On the stage there was something for everyone. Stefano Micheletti of the Comitato No Grandi Navi recalled the last six years, in the wake of the Clini-Passera decree, during which “nothing has changed; even Saturday, seven cruise ships arrived with 14,000 tourists”. “We don’t want Venice to become a Disneyland, but neither do we want a Biennaland – Micheletti also said – and instead the Biennale, after getting the Arsenale, wants to take over the whole city, such as the Lazzaretto vecchio. If we don’t want a tourism monopoly, we also don’t want a cultural monopoly. Let’s not forget the example of the civic museums, which earn millions of Euro every year, while the expert guards risk losing their jobs”.
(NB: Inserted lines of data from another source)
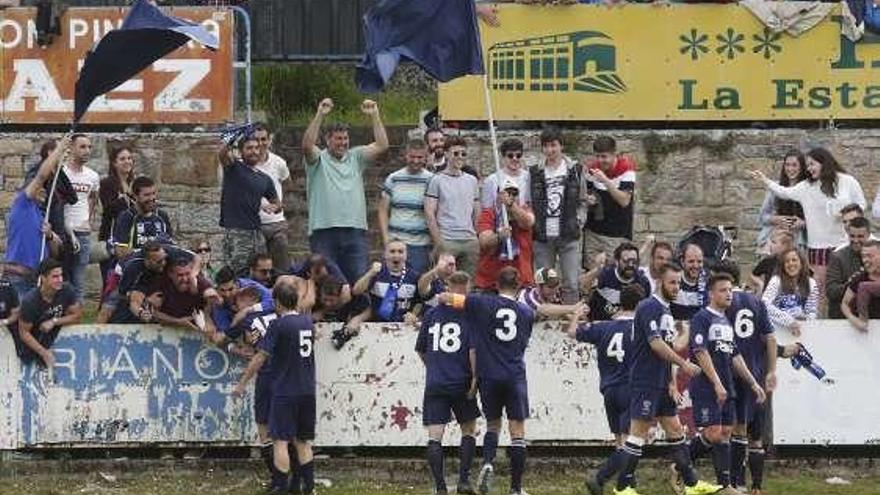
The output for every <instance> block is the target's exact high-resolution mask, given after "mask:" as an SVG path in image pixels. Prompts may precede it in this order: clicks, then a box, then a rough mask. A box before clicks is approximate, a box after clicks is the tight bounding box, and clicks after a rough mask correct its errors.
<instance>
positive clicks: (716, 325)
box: [690, 308, 739, 398]
mask: <svg viewBox="0 0 880 495" xmlns="http://www.w3.org/2000/svg"><path fill="white" fill-rule="evenodd" d="M699 351H706V352H708V353H709V357H711V358H712V366H714V367H715V372H716V373H717V374H718V379H719V380H721V385H723V386H724V388H725V389H726V390H727V395H728V397H729V398H733V396H734V395H735V393H736V391H735V390H734V388H733V357H734V356H736V355H737V354H738V353H739V352H738V351H737V349H736V342H734V340H733V326H732V325H731V324H730V320H728V319H727V316H725V315H724V314H723V313H718V312H716V311H715V310H714V309H712V308H703V309H701V310H700V311H698V312H697V314H695V315H694V317H693V318H692V319H691V341H690V358H691V361H693V362H694V363H697V360H696V357H695V356H696V354H697V352H699ZM691 389H692V390H698V391H701V392H707V393H713V392H714V387H713V386H712V382H710V381H709V378H708V377H707V376H706V374H705V373H700V374H699V375H698V376H697V377H696V378H694V379H693V380H691Z"/></svg>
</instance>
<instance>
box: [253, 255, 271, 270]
mask: <svg viewBox="0 0 880 495" xmlns="http://www.w3.org/2000/svg"><path fill="white" fill-rule="evenodd" d="M263 260H270V261H271V260H272V257H271V256H269V255H268V254H266V253H254V254H252V255H251V259H250V260H248V268H256V267H257V265H258V264H260V262H261V261H263Z"/></svg>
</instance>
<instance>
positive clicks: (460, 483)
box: [455, 420, 477, 495]
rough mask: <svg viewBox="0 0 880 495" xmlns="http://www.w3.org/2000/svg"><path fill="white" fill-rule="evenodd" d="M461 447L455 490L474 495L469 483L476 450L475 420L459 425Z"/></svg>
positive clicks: (465, 493)
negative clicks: (471, 470)
mask: <svg viewBox="0 0 880 495" xmlns="http://www.w3.org/2000/svg"><path fill="white" fill-rule="evenodd" d="M460 426H461V447H460V449H459V465H458V487H457V488H456V490H455V491H456V492H458V493H460V494H466V495H476V491H475V490H474V487H473V486H472V485H471V481H470V474H471V464H473V462H474V453H475V452H476V450H477V439H476V437H475V435H476V433H477V421H476V420H474V421H468V422H467V423H462V424H461V425H460Z"/></svg>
At the same time, from a distance, on Facebook, Assessor Michele Zuin apologized “if the city was again offended by a group of people incapable of demonstrating quietly, but this is the only way of demonstrating that exists. For years the center-left government did nothing”.
In campo Manin, meanwhile, fruit and mineral water were offered. Tommaso Cacciari looked in the direction of Ca’ Farsetti. “Brugnaro has a design for transforming this city in to Veniceland, for this they install turnstiles, to make visitors pay for a ticket – he said – and this is why he wants venetians to go away, to free up housing to rent to the tourists”.
The heat was felt, but a line of shadow arrived. At the foot of the stage, Gianfranco Bettin observed “a type of alliance, a set of unifying objectives, which is the only way to demonstrate that this city is something else”. Certainly the meeting of 14 June will be something else; announced by Municipal President Giovanni Andrea Martini, the meeting will take place in the parrocchia ai Frari, and during this meeting Mayor Brugnaro will meet with citizens.
“We are close to your palazzo” said Martini “and one day we will also be able to enter it. And meanwhile there are three thousand empty homes while venetians continue to leave. And so on the 14th everyone to the Frari”. The announcement was met with shouts of joy.